In particular, Schumer and his fellow Democrats are seeking emails and other records relating to Kavanaugh’s time as staff secretary to former President George W. Bush, a role that required him to determine which papers landed on the president’s desk — and made him privy to decision-making at the highest levels of the White House.

The Democrats are citing as precedent the confirmation of Justice Elena Kagan, who served in the Clinton White House. When Obama nominated her in 2010, the White House moved to release more than 170,000 documents related to her tenure, and Obama did not invoke “executive privilege” — the power of the president to withhold executive branch documents from Congress or the courts.

“We want the same procedure that was used for Justice Kagan,” Feinstein said Monday. “That was the Republican procedure, and for some reason there’s opposition to that now.”

But a spokesman for Sen.

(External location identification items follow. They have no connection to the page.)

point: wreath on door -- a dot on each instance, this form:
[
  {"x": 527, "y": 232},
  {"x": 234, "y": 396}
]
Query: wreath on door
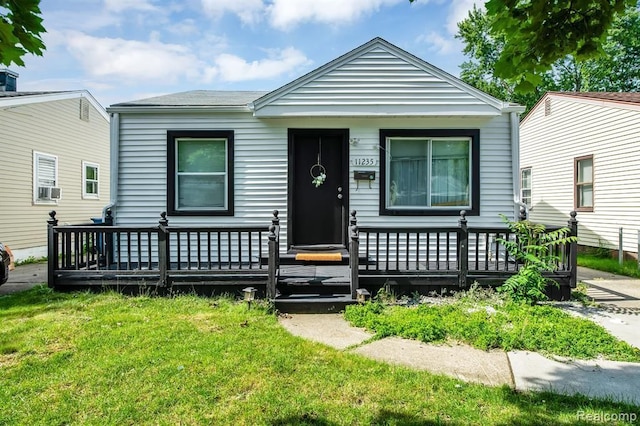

Mitch McConnell of Kentucky, the majority leader, said the “Kagan standard,” as Schumer and Feinstein call it, did not hold. The spokesman, Don Stewart, noted that Republicans did not refuse to meet with Kagan; McConnell met with her two days after her nomination.

The Judiciary Committee’s chairman, Grassley, said the release of the White House emails was still a matter of negotiation. He noted that Kavanaugh had already begun providing records to the committee, along with answers in a lengthy questionnaire.

“I would think people that are worried about getting information would start looking at the 109 pages that we got from his questionnaire, with reference to all the cases, all of his law review articles, all of his speeches, all that sort of stuff,” Grassley said.

The questionnaire yielded at least one tidbit that Democrats are trumpeting as reason to object to Kavanaugh: the judge’s statements that the unanimous 1974 Supreme Court ruling that forced President Richard M. Nixon to turn over the Watergate tapes might have been wrong.

The judge’s beliefs about that case are relevant in light of the special counsel’s investigation into whether Trump’s campaign colluded with Russia to interfere in the 2016 presidential election, or whether he obstructed justice. Democrats have expressed deep concern over Kavanaugh’s expansive view of presidential powers.

“He has a view of presidential powers that is not only imperial, it is essentially out of the mainstream,” said Sen. Richard Blumenthal, D-Conn.

Kavanaugh has an unusually long paper trail — by some estimates more than 1 million pages of records — from his career in Republican politics and public service dating back to his days working for Kenneth W. Starr, the independent counsel who investigated former President Bill Clinton. He also served on Bush’s legal team during the Florida recount in the disputed presidential election of 2000, before joining the Bush White House.

White House officials said Monday that they expect senators will ultimately be provided with a large number of documents to examine from Kavanaugh’s time working for Bush.

Raj Shah, a White House spokesman, declined to say whether Trump would seek to exert executive privilege on some of the documents, saying that a review of the information by the Justice Department would be handled “document by document.”

But he said current White House officials expect that many of the emails and other memorandums from the judge’s past will eventually be delivered to senators to help them make their confirmation decision.

“We are going to let Grassley and Feinstein work out what they think is relevant to produce a thorough, transparent review without a taxpayer-funder fishing expedition,” Shah said.